2 or 3 thick slices bacon, diced
1 c chopped onion
2 ribs celery, diced
3 to 4 c diced potatoes
1 c (1 bottle) clam juice, or seafood or chicken stock
1 t sea salt
1/4 t ground black pepper
2 6-1/2 oz cans minced or chopped clams
3 T all-purpose flour
3 c half-and-half + milk
2 T chopped parsley
2 T lemon juice
Cook bacon until crisp in a Dutch oven or large, heavy saucepan. Remove bacon to paper towels. Discard all but 1 T bacon fat and add the onions.  Fry slowly until softened (about 10 minutes). Add potatoes, clam juice or stock, bacon, salt, and pepper.  Cover and simmer for about 15 minutes, or until potatoes are tender. Remove from heat. Add minced clams with their liquid. Whisk flour into milk; add to chowder with half-and-half. Cook over medium heat, stirring constantly, until clam chowder thickens and bubbles (about 3 minutes). Stir in parsley and lemon juice. Adjust seasoning. Serves 4.

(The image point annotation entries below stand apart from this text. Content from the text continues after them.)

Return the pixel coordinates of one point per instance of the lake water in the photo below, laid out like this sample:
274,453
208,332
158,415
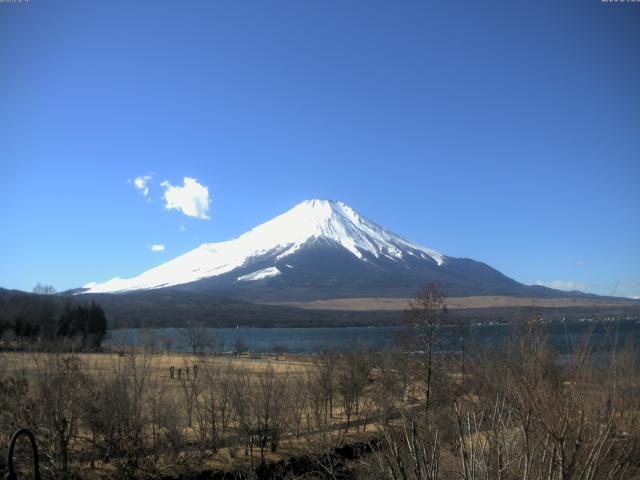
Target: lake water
563,336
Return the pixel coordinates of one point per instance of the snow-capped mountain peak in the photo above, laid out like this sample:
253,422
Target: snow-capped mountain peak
308,222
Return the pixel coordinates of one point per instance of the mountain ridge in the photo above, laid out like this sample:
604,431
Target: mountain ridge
320,249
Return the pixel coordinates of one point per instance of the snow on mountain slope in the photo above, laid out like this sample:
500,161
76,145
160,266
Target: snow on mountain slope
282,236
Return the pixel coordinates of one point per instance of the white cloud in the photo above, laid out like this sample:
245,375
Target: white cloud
141,184
192,198
567,285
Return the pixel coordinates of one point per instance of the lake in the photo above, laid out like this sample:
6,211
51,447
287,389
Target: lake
563,336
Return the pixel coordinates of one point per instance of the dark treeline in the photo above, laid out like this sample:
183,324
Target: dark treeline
174,308
43,318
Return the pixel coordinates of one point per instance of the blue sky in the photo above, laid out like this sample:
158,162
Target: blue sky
508,132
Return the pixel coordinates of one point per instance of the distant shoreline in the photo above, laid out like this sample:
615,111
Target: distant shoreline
362,304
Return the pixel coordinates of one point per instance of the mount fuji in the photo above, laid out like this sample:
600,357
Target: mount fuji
319,249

Thursday, February 23, 2012

Roast Pork Sirloin

Roast Pork Sirloin
Prepared February 22, 2012. A local market offered this cut at a very good price, and so Laura and DrDaddy developed this cooking method.
1 2-1/2 to 3 lb boneless pork sirloin roast (in a net bag)

Brine
1 qt cold water
1/4 c kosher salt
1/4 c brown sugar
10 peppercorns
2 sprigs fresh rosemary, crushed
2 bay leaves
3/4 t granulated garlic, divided
3 t fresh or dry thyme, divided

2 t chili powder
vegetable oil
In a large bowl dissolve the sugar and salt in the water. Stir in the seasonings, using 2 t of thyme and 1/2 t garlic. Rinse the roast, and place it in the brine. Refrigerate 3 hours, turning occasionally. Remove, discard marinade, drain roast, and dry it well with paper towels. Coat all sides with oil, and sprinkle on 1 t of thyme, 1/4 t of garlic, and the chili powder. Rub it all over the roast. Place in a V-rack in a shallow, dark roasting pan. Roast at 325 degrees F (163 C) uncovered for about 80 minutes, until the internal temperature reaches 145 degrees F. Remove from oven, tent with aluminum foil, let it rest 15 minutes. Cut away the net bag, and slice thinly across the grain. Leftovers make excellent sandwiches.